Week 4 HW: Protein Design - Part 1

Part A. Conceptual Questions

    1. How many molecules of amino acids do you take with a piece of 500 grams of meat? (on average an amino acid is ~100 Daltons) Assumptions: Meat ≈ 20% protein. 500 g meat → ~100 g protein. Average amino acid residue mass ≈ 100 Da ≈ 100 g/mol. So: 100 g ÷ 100 g/mol ≈ 1 mole of amino acid residues. 1 mole = 6.022 × 10²³ molecules. 👉 You ingest on the order of 6 × 10²³ amino acid residues in 500 g of meat.
    1. Why do humans eat beef but do not become a cow, eat fish but do not become fish? Because digestion destroys biological structure. Proteins are hydrolyzed into amino acids. The original sequences (information) are lost. Your body reassembles amino acids according to human DNA instructions. Biological identity is encoded in sequence and genomic regulation — not in the raw amino acid building blocks. You absorb matter, not identity.

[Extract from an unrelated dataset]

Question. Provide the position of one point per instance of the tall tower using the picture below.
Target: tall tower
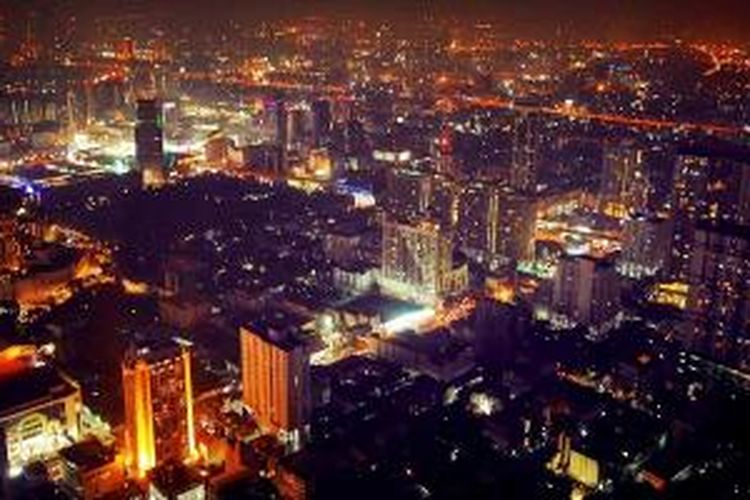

Note: While reading this response, I was prompted to ask ChatGPT the following question: “Do the 20 amino acids explain all the DNA of all species? Are there more evolved species that use more amino acids?” ChatGPT’s response was: Yes, the same 20 amino acids (with two rare exceptions) account for virtually all proteins in all known living organisms. There are no “more evolved” species that use a greater number of standard amino acids.

This follow-up helped clarify the universality of the genetic code and reinforced the idea that biological complexity arises from sequence variation and regulation, rather than from an expanded set of amino acid building blocks.

    1. Why are there only 20 natural amino acids? This is evolutionary, not chemical necessity. The 20 canonical amino acids: Provide sufficient chemical diversity: Hydrophobic, Polar, Charged, Aromatic, Reactive, Enable folding into complex structures.

Likely reflect optimization of the genetic code to minimize error impact. More than 500 amino acids exist in nature, but only 20 are universally encoded in the genetic code (with rare additions like selenocysteine). Evolution found a minimal but sufficient toolkit.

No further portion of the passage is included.